On September 23, 2019, Yost announced that he would retire at the end of the 2019 season. He finished his Royals career with 746 wins and 839 losses, both being franchise records for a manager in Royals history.

===Managerial record===

| Team | Year | Regular season |  |  |  |  | Postseason |  |  |  |
| Games | Won | Lost | Win % | Finish | Won | Lost | Win % | Result |
| MIL | 2003 | 162 | 68 | 94 | .420 | 6th in NL Central | – | – | – |  |
| MIL | 2004 | 161 | 67 | 94 | .416 | 6th in NL Central | – | – | – |  |
| MIL | 2005 | 162 | 81 | 81 | .500 | 3rd in NL Central | – | – | – |  |
| MIL | 2006 | 162 | 75 | 87 | .463 | 4th in NL Central | – | – | – |  |
| MIL | 2007 | 162 | 83 | 79 | .512 | 2nd in NL Central | – | – | – |  |
| MIL | 2008 | 150 | 83 | 67 | .553 | Fired | – | – | – |  |
| MIL total |  | 959 | 457 | 502 | .477 |  | – | – | – |  |
| KC | 2010 | 127 | 55 | 72 | .433 | 5th in AL Central | – | – | – |  |
| KC | 2011 | 162 | 71 | 91 | .438 | 4th in AL Central | – | – | – |  |
| KC | 2012 | 162 | 72 | 90 | .444 | 3rd in AL Central | – | – | – |  |
| KC | 2013 | 162 | 86 | 76 | .531 | 3rd in AL Central | – | – | – |  |
| KC | 2014 | 162 | 89 | 73 | .549 | 2nd in AL Central | 11 | 4 | .733 | Lost World Series (SF) |
| KC | 2015 | 162 | 95 | 67 | .586 | 1st in AL Central | 11 | 5 | .688 | Won World Series (NYM) |
| KC | 2016 | 162 | 81 | 81 | .500 | 3rd in AL Central | – | – | – |  |
| KC | 2017 | 162 | 80 | 82 | .494 | 3rd in AL Central | – | – | – |  |
| KC | 2018 | 162 | 58 | 104 | .358 | 5th in AL Central | – | – | – |  |
| KC | 2019 | 162 | 59 | 103 | .364 | 4th in AL Central | – | – | – |  |
| KC total |  | 1585 | 746 | 839 | .471 |  | 22 | 9 | .710 |  |
| Total |  | 2544 | 1203 | 1341 | .473 |  | 22 | 9 | .710 |  |

==Personal life==
Yost and his wife, Deborah, have four children and live in rural Georgia during the off-season. One of his sons, Ned Yost IV, serves as a coach for the Nashville Sounds, Class AAA minor league affiliate of the Milwaukee Brewers. Prior to becoming a coach in 2009, the younger Yost played first base for the Class-A Brevard County Manatees in 2007, his third season in the minors, hitting .248 with a .283 slugging percentage.

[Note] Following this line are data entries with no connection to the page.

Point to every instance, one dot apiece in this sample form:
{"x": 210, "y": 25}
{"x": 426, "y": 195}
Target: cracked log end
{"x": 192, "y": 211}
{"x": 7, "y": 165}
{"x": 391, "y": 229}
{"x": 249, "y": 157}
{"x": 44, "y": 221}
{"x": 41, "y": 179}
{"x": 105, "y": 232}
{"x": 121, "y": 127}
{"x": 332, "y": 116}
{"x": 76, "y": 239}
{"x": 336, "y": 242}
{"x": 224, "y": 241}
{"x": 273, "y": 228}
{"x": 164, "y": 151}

On November 4, 2017, Yost was in a tree stand near his home in Georgia when he fell twenty feet. He sustained a broken pelvis, and his surgeon was concerned that Yost might die from blood loss. Yost later said he was certain he would have died if he did not have his cell phone at the time of the fall. He later appeared in a television commercial for Verizon, crediting its wireless service with saving his life.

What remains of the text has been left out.